I smiled a little to think he’d ever felt ill-equipped.
But my father didn’t smile. Instead, he shook his head. “I knew only that as a father, it was my duty to protect you. With sword or musket or my own life if it should come to it. And this I have tried to do. When I gave you to Hamilton, I thought I had secured for you a life of security, love, and happiness. I chose a man I believed would defend you, and your heart, as I have always tried to do.” His mouth tightened, ruefully. “I did not choose your sisters’ husbands. But I chose Hamilton.”
And he blamed himself for it. “You didn’t choose him, Papa,” I said, quite firmly. “You only approved him. The choice was mine. A choice I make anew every day. A choice I do not regret, no matter how unpleasant our enemies intend to make it for me.”
My father, whose hair had gone white and wiry, whose strong arms had withered, and whose health had never been good, suffered from painful gout in his legs. I knew he was suffering now, as he took off his boots, lowered his feet into the water next to mine, and stared at the churning river. “Do you know what you’re facing with that choice?”
After years in public life, I had some idea. “Yes, Papa. I’m not a child anymore.”
“You are my child,” he said quietly. “Always.”
The sentiment set off an ache in my chest, for as a mother myself, I understood the depth of his meaning. I felt it for my own children. No matter how tall Philip grew, I would always see him in my mind’s eye as the laughing little piglet with chubby legs.
It took Papa a few moments, but when he looked up again, he said, “Do you recall that when you, Angelica, and Peggy were small, toddling about in pink ribbons, I went to London for a year on business?”
“I recall something of it,” I said, for, at five years old, dolls from England seemed almost as marvelous as welcoming home the tall and fierce warrior of a red-coated father I scarcely knew.
“While I was gone,” my father continued, “I asked my commander—Colonel Bradstreet—to watch over my family. At my request, he helped your mother build our new mansion here. And I returned home to find all of you living together here with Colonel Bradstreet . . . with whom your mother had formed an uncommon friendship in my absence.”
An uncommon friendship.
I remembered. Colonel Bradstreet was so fond of Mama that when he died, he left property to her. And all my life, I’d thought nothing of it until this excruciating moment. In shock, I whispered, “Surely you’re not intimating—”
“I am intimating nothing but that the friendship was a subject of speculation.”
My father’s jaw hitched and my belly roiled at the thought that he might have known the pain of adultery. Yet, everything I knew of my parents forced my mind to rebel. “Mama would never!”
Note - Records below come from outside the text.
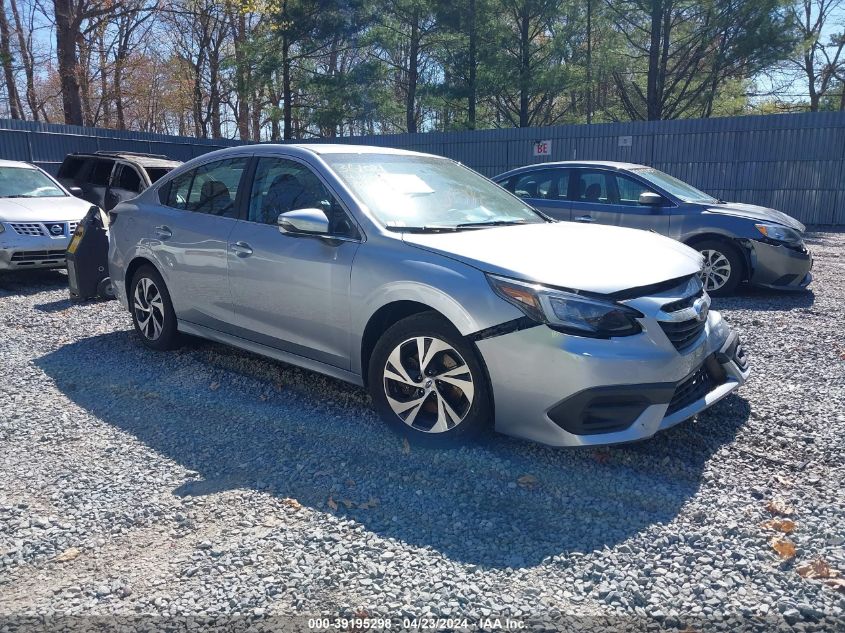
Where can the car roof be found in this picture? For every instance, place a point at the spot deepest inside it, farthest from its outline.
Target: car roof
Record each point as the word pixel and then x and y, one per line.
pixel 610 164
pixel 17 163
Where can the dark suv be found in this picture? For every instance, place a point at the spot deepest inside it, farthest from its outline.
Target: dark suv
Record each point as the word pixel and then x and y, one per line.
pixel 107 178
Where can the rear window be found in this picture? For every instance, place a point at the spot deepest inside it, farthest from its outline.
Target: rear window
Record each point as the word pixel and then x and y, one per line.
pixel 71 167
pixel 101 173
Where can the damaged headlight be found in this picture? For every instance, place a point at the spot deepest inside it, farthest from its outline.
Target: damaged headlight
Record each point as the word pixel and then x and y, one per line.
pixel 566 311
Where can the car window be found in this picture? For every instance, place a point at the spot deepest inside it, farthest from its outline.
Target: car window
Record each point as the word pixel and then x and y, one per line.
pixel 128 179
pixel 211 188
pixel 72 167
pixel 282 185
pixel 629 190
pixel 546 184
pixel 101 173
pixel 593 186
pixel 156 173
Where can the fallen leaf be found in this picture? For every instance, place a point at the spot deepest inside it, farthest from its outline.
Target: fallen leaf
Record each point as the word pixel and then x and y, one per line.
pixel 527 481
pixel 783 546
pixel 779 506
pixel 68 555
pixel 293 504
pixel 780 525
pixel 817 569
pixel 836 583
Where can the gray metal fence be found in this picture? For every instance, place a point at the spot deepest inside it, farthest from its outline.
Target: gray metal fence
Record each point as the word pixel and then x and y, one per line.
pixel 793 162
pixel 46 145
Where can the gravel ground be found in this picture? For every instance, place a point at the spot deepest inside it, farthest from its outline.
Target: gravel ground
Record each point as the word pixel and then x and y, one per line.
pixel 209 482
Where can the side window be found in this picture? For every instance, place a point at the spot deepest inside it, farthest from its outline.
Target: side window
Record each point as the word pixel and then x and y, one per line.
pixel 282 185
pixel 593 186
pixel 629 190
pixel 211 188
pixel 540 185
pixel 101 173
pixel 128 179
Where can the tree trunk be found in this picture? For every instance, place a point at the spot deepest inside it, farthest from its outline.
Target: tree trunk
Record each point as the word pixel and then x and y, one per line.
pixel 15 109
pixel 67 34
pixel 472 87
pixel 524 65
pixel 413 74
pixel 653 96
pixel 287 92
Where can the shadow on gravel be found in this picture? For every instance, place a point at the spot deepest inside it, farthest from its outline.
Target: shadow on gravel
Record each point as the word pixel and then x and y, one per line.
pixel 751 298
pixel 315 437
pixel 30 282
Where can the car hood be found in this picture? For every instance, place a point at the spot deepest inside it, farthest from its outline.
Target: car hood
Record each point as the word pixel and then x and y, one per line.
pixel 600 259
pixel 67 209
pixel 753 212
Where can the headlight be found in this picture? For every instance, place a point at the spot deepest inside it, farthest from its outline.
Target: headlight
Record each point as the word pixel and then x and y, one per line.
pixel 779 233
pixel 568 312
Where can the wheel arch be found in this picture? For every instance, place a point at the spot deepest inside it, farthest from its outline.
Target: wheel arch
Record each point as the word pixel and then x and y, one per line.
pixel 737 244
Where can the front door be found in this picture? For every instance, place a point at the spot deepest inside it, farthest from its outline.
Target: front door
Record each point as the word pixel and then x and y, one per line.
pixel 610 197
pixel 190 238
pixel 290 292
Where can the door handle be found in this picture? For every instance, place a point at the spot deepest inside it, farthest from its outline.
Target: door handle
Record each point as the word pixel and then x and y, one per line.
pixel 241 249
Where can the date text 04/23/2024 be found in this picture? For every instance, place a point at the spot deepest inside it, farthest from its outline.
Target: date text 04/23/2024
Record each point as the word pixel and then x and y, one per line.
pixel 422 624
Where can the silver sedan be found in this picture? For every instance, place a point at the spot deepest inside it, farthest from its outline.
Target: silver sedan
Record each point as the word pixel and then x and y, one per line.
pixel 454 302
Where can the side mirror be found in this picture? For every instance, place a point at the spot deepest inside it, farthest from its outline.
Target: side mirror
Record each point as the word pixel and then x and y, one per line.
pixel 304 222
pixel 651 199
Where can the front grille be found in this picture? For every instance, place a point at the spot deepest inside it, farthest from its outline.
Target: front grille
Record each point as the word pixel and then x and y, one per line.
pixel 683 333
pixel 28 258
pixel 695 387
pixel 28 228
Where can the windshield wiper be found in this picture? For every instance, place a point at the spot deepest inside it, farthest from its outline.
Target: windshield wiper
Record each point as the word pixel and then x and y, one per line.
pixel 469 225
pixel 424 229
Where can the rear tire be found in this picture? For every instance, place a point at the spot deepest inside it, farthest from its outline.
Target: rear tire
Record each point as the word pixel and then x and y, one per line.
pixel 443 399
pixel 724 267
pixel 152 310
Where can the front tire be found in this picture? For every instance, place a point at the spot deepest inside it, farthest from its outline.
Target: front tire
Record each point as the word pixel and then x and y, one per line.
pixel 428 383
pixel 723 267
pixel 152 310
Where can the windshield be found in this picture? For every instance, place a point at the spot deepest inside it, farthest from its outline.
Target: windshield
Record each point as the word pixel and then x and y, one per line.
pixel 677 188
pixel 21 182
pixel 427 193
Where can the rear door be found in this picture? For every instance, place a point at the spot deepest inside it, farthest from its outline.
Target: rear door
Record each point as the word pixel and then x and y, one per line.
pixel 610 197
pixel 544 189
pixel 189 233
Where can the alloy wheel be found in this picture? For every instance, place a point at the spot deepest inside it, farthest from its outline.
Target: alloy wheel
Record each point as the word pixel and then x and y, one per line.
pixel 428 384
pixel 717 270
pixel 149 308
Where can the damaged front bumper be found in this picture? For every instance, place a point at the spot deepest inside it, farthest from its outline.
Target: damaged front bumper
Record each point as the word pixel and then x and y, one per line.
pixel 569 391
pixel 779 266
With more calmness than he perhaps felt, Papa puffed at his pipe. “There was gossip.”
That I did not remember. That I’d never known. I was too young to have realized it. And I wondered if Angelica, who was older, had been more aware and if it accounted for her sometimes troubled relationship with our mother. “Surely Mama denied any impropriety.”
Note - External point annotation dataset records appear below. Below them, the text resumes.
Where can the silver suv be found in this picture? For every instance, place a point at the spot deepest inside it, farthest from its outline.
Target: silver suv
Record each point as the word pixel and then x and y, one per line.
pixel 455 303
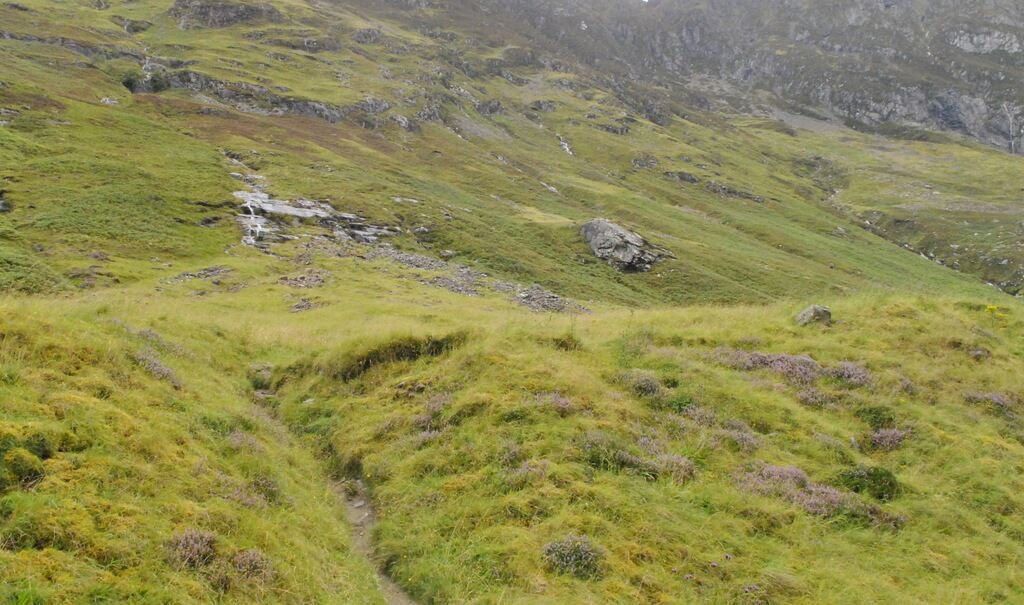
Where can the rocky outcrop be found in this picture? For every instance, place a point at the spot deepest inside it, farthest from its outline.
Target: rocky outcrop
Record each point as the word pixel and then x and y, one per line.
pixel 131 26
pixel 368 36
pixel 814 314
pixel 875 63
pixel 260 99
pixel 623 249
pixel 221 13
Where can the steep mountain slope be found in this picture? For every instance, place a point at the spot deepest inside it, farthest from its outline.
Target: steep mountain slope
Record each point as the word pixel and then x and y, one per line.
pixel 477 158
pixel 265 262
pixel 946 63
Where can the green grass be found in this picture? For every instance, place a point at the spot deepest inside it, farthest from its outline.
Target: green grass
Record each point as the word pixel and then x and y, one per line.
pixel 477 458
pixel 483 431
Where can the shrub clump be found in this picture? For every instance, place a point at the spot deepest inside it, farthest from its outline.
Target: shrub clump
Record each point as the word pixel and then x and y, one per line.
pixel 643 383
pixel 253 564
pixel 999 402
pixel 566 342
pixel 797 369
pixel 793 484
pixel 602 451
pixel 741 435
pixel 574 555
pixel 813 397
pixel 193 549
pixel 878 417
pixel 24 467
pixel 888 439
pixel 678 468
pixel 148 361
pixel 399 349
pixel 875 481
pixel 851 374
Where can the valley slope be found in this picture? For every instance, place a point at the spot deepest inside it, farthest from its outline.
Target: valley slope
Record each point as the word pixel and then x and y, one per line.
pixel 263 259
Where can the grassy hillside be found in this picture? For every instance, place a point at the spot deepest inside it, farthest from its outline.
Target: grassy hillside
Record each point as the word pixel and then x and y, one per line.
pixel 188 419
pixel 485 435
pixel 134 180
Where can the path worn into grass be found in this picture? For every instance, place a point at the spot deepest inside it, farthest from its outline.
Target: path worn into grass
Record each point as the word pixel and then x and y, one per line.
pixel 361 518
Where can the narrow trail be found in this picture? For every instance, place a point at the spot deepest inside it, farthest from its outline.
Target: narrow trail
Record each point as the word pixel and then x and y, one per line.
pixel 361 518
pixel 354 498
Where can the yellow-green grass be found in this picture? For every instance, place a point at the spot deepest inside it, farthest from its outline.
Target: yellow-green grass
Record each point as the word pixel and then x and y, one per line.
pixel 457 522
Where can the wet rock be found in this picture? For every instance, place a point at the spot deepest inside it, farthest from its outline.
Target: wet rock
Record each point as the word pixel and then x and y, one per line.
pixel 489 107
pixel 543 105
pixel 131 26
pixel 220 13
pixel 728 191
pixel 432 113
pixel 683 177
pixel 623 249
pixel 304 304
pixel 404 123
pixel 207 273
pixel 620 129
pixel 368 36
pixel 311 278
pixel 540 299
pixel 814 314
pixel 645 162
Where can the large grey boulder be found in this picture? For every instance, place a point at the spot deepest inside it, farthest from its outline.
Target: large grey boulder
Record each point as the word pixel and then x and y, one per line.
pixel 814 314
pixel 623 249
pixel 221 13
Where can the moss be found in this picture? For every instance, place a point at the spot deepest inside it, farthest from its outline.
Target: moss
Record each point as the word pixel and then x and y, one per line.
pixel 352 365
pixel 877 417
pixel 878 482
pixel 23 466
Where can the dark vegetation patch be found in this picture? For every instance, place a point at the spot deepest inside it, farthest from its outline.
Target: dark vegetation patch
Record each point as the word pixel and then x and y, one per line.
pixel 793 485
pixel 253 564
pixel 1001 403
pixel 851 374
pixel 409 348
pixel 193 549
pixel 887 439
pixel 877 417
pixel 574 555
pixel 878 482
pixel 797 369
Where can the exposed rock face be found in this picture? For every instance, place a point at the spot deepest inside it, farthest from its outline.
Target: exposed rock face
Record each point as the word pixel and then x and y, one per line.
pixel 368 36
pixel 872 62
pixel 131 26
pixel 220 13
pixel 814 314
pixel 623 249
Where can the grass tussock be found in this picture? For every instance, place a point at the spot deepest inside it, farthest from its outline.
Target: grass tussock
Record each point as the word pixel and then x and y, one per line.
pixel 409 348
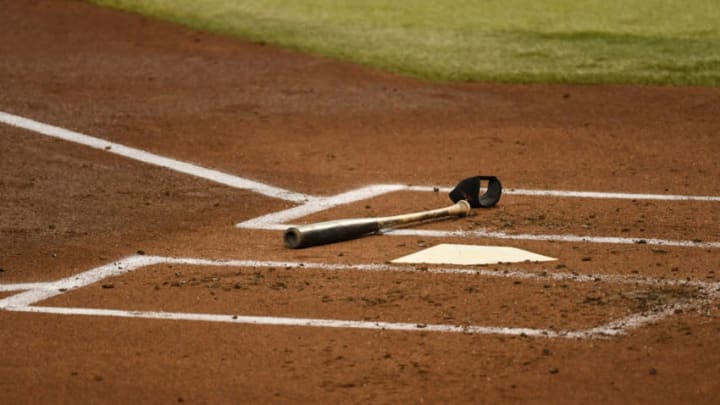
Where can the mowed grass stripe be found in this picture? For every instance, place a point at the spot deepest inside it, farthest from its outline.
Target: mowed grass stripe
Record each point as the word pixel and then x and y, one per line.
pixel 524 41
A small, bittersweet smile tugged at his lips. “I did not ask her.”
Indignation positively burned in my breast. “Why ever not?”
Papa’s fingers drummed lightly upon his knee, as if he were counting. “If she were guilty, she might confess. And how should a gentleman respond? If I ran Bradstreet through with my sword, it would have gained me nothing but a momentary pang of satisfaction and a dead friend. It would not forestall the gossip of cuckoldry, nor the destruction of your mother’s fine name. It would have followed you, my dear children, and made you unhappy all your lives.”
As the gossip about Hamilton would now follow my children all their lives.
To his litany of horrific consequences, my father added, “And if your mama was innocent . . . as she surely was . . . then to insult her with an accusation would make me the vilest of knaves. I should consider myself condemned to hell-fires if I treated your mother with such rank suspicion—a woman who entrusted herself to me, risked her very life to bring my children into the world. A woman who defended my lands, served as wise steward over my household, and blessed my life with her wisdom, friendship, affection, and love. Such ingratitude would damn me in the eyes of myself and my god.”
So, he would not ask, I thought. He would never ask. My father, like the mathematician he was, had added it all up—the sums of love and happiness and disappointments in a marriage—and come to the conclusion that it didn’t matter. Just as Maria Reynolds did not matter, regardless of what the papers said. Regardless of what anyone said.